読みかじりの記:(高山)彦九郎 歌と生涯(11)
2010/12/28
読みかじりの記:(高山)彦九郎 歌と生涯(11)
○「役人の追求のてが」の章
「緑亀を献上した四ヶ月後に彦九郎は九州遊歴の旅にでた。」著者はその足跡と交遊状況を要約し、「だがこうして休む間もなく奔走する彦九郎を、役人等が危険人物として注目しない訳がない。」としつつ、「彦九郎の死はその理由が計り難く、さまざまに憶測されているが、この情熱的憂国士の心情を思えば、その理由も明らかにしたい感がある。」とこの章を結んでいる。いわば、この章は次の章への導入のように見える。

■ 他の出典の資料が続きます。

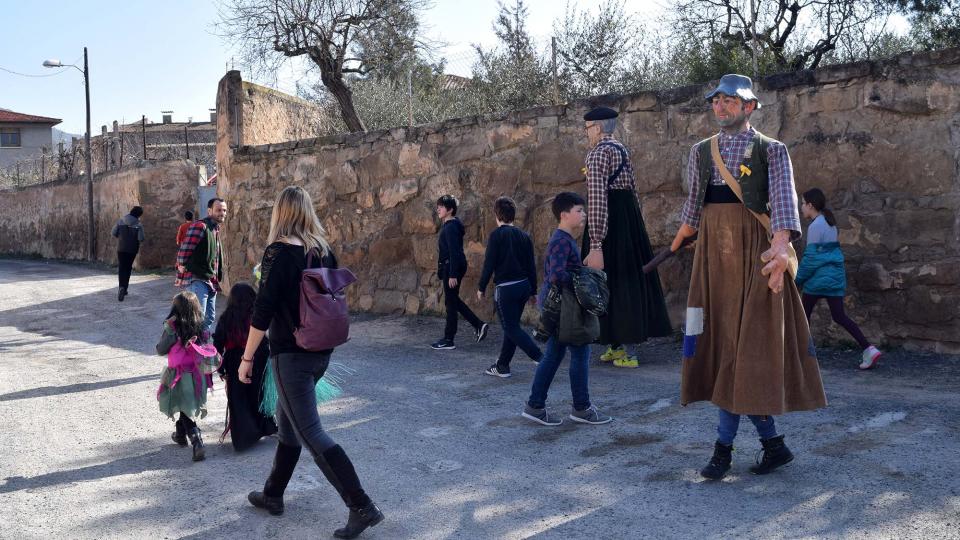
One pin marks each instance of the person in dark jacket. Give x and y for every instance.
(129, 234)
(295, 231)
(509, 261)
(822, 274)
(451, 267)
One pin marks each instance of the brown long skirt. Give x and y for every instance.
(755, 355)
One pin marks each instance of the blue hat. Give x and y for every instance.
(735, 85)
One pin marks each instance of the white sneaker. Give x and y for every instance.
(870, 357)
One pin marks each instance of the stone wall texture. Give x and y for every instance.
(50, 220)
(880, 138)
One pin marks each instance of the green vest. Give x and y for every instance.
(755, 186)
(205, 255)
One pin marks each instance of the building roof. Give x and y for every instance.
(8, 116)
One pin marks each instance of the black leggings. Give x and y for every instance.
(839, 317)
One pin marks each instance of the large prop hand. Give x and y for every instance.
(776, 259)
(685, 232)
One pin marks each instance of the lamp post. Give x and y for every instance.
(91, 237)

追記:江戸時代とはいえ旅にでれば路銀がいる。旅に明け暮れた彦九郎はその費用をどのように確保したのか気になる。「高山彦九郎の実像」の中の別の記事を読むと彦九郎の経済的な支援者もいたようだ。また、祖父が母方の高山の姓を名乗り蓮沼家より隠居分家した時相当な財産を引き継いだらしい。その金は祖父、父の思想・理想というDNAを実現するために必要になった時だけ使えと代々伝えられてきた基金のようであったらしい。彦九郎と交流した人達は最新のニュースや学問に関心が深い当時の知識人が多く、人物ネットワークがあった。そういう人々に対して出張講師、ニュースキャスターのような役回りで路銀を工面していたかもしれない。しかし、経済的にはやがて破綻してしまったのが現実であったようだ。渡良瀬川公害の解決に一生を捧げた田中正造も亡くなった時には身の回りのものしか残っていなかったようだ。